~ここから新しい世界に出会える~正林堂

渋川市の書店「正林堂」からお店の企画、本の紹介、地域の情報などを気ままに発信します。

足利義政と銀閣寺

イメージ 1

ドナルド・キーン著 角地幸男訳
足利義政銀閣寺』
定価 本体762円+税

 わたしが修学旅行で銀閣寺を訪れたとき、それまでノルマ消化のごとく引きずり回されながら見てまわった京都・奈良の壮大、華麗な寺院の数々とは唯一違った、静かな空間であることだけは感じましたが、当時は、それのどこが良いのかはさっぱりわからなかったような気がします。

 ところが本書を読むと、苔寺西芳寺)や桂離宮など以上に、この銀閣寺などの東山文化というものが、日本文化史上、決定的ともいえる重要な位置をしめていることがわかります。

 まず、日本史上で鎌倉以前の平安絵巻などに出てくる建物や文化は、それ以後のものと較べると、まるで外国の文化化と感じるほどの違和感を、現代の人々は感じるであろうと、ドナルド・キーンは指摘しています。

 現代のわたしたちの住んでいる普通の日本家屋に、あたりまえのようにある畳の部屋や床の間、あるいは襖や障子など、これらのどれをとっても、鎌倉以前にこの形はなかったと。

 畳といえば、部屋の一部に敷かれる程度。
 障子や襖などの構造もまだ無かった。

 これらのスタイルのほとんどは、鎌倉時代足利義政の手による銀閣寺を中心とした東山文化の時代に確立されたものであるという。

 足利氏の歴代将軍は、誰を見てもそれぞれ個性的な将軍でしたが、義政ほど、軍事、政治ともに無能と自他ともに認める将軍は無かった。
 しかし、文化・芸術に関しては、それまでほとんどが中国からの輸入文化に頼らざるをえなかった時代から一線を画し、今、私たちが普通に日本的と感じている様式のほとんどを、義政の力によって確立したといっても過言ではないものがあるようです。

 歴史上の東山時代といえば、厳密には、義政が山荘に移った文明十五年(1483年)から、義政の死の延徳二年(1490年)までの、ほんの7年程度の期間に過ぎない。

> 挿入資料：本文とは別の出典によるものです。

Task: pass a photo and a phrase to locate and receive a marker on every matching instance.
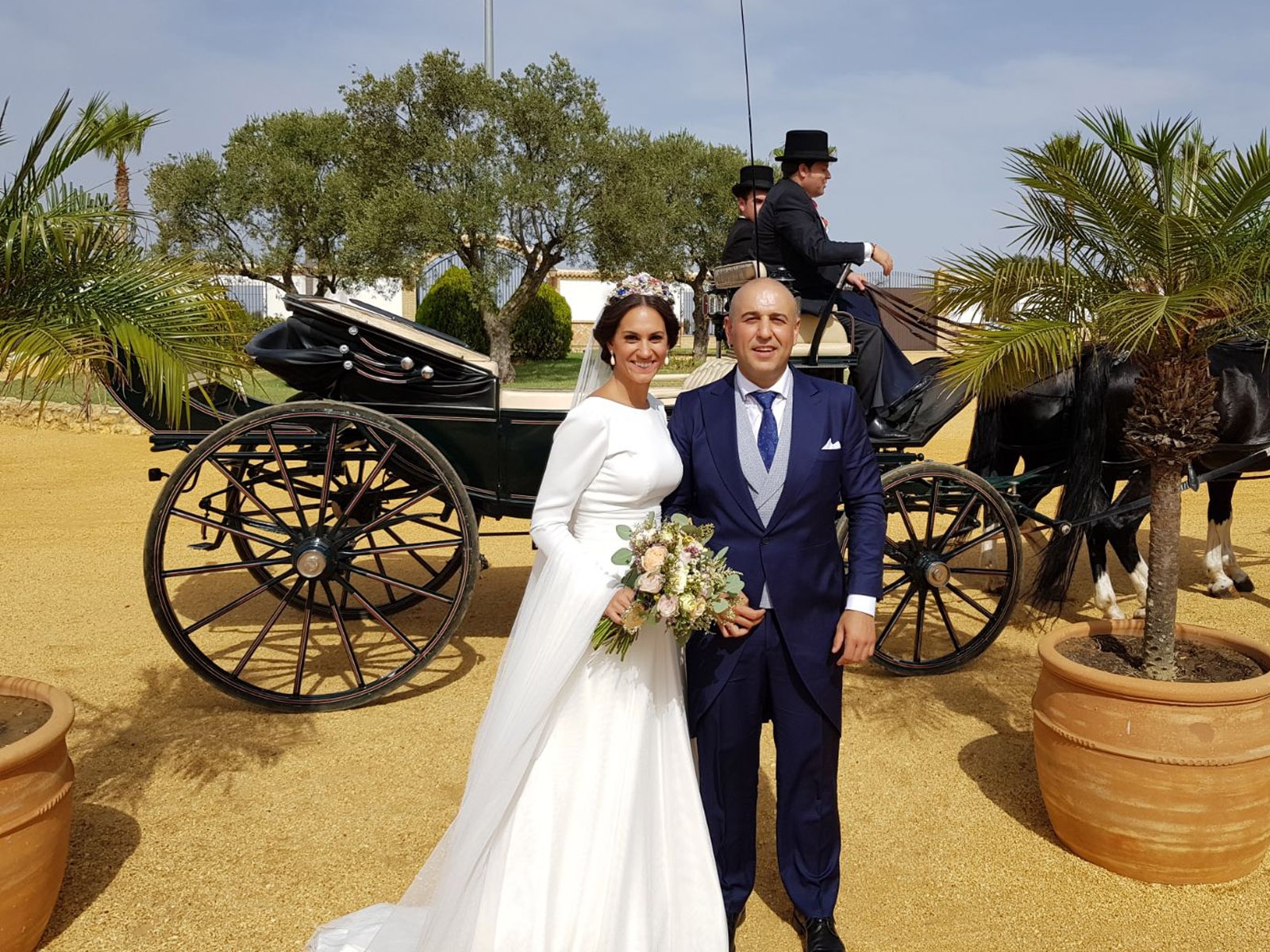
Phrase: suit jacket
(797, 555)
(741, 243)
(793, 236)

 この短い期間に、義政は、政務のためでも、軍事のためでも、信仰のためでもなく、(それらをまったく兼ねていないわけではなかったが)純粋に日常生活のための最高の空間として銀閣寺などを建てた。

 将軍という立場でこそあれ、理想の日常生活のための書斎で、茶や花、掛け軸を観賞し、月を愛で、短歌を詠う最高の空間が、義政の審美眼により細部にわたって熟考された世界が完成された。

 政務や軍事に疎い義政であったからこそ成り立った発想であったかもしれないが、まさにそれこそが今日の日本文化の基礎となり得たのだといえる。

本書を通じて、足利義満、義教といった個性を知ることだけでもとても面白いものですが、義政の果たした歴史上稀有な役割をじっくり見せてくれる、とても面白い本でした。